Let $\delta$ be an infintessimally small positive number, and let $L$ and $r$ all be positive numbers.
Let $S$ be a square where the sides have length $L$ and where $S$ is centered at the origin, and let $S'$ be a square where the sides have length $L+\delta$ and where $S'$ is centered about the origin. What What is the area of $S'\setminus S$? Well, the corners of $S$ are at $\Big(\pm \frac{L}{\color{red}{2}}, \pm \frac{L}{\color{red}{2}} \Big)$, while the corners of $S'$ are at $\Big(\pm \frac{L+\delta}{\color{red}{2}}, \pm \frac{L+\delta}{\color{red}{2}} \Big)$. This implies that the area of $S' \setminus S$ is about $4 \times L \times \frac{\delta}{\color{red}{2}}$ $=2L$ $=$ $\frac{P \delta}{\color{red}{2}}$, where $P=4L$ is the perimeter of $S$. Can you use this to make a correction in your OP? In particular, can you note that the area $A$ of a square where the sides have length $L_0$ satisfies $A = \int_0^{L_0} 4L (\frac{dL}{2})$, instead of $\int_0^{L_0} 4L dL$ as you had?

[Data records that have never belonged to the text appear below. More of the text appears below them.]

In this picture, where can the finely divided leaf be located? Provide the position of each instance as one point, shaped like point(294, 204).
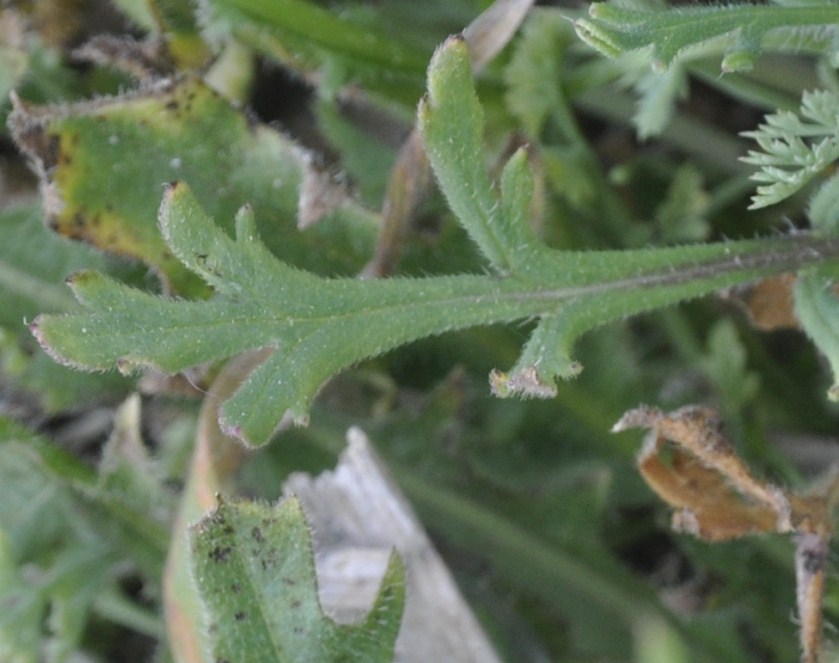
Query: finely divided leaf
point(255, 571)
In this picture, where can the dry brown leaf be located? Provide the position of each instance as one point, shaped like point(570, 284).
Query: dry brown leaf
point(716, 497)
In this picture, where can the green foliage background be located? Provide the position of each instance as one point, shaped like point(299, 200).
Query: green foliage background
point(561, 549)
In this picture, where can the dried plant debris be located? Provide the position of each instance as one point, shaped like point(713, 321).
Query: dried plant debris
point(717, 498)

Compare this to the area of $C' \setminus C$, where $C'$ is a circle of diameter $\ell'=2r+\delta$ [and thus radius $r'=r+\frac{\delta}{2}$] centered at the origin, and $C$ a circle of diameter $\ell=2r$ [and thus radius $r$] centered at the origin. Note that the area of $C' \setminus C$ is about $(2\pi r) \frac{\delta}{\color{red} 2}$, or equivalently, $\frac{\ell \pi \delta}{\color{red}{2}}$. Can you note that the area $A$ of the circle of radius $r_0$ and equivalently diameter $\ell_0=2r_0$ is satisfies the equation $A=\int_0^{\ell_0} (\pi \ell) \frac{d\ell}{2}$ $= \int_0^{2r_0} (\pi \ell) \frac{d\ell}{2}$? Just as $A$ also satisfies the equation $A=\int_0^{r_0} (2\pi r) dr$?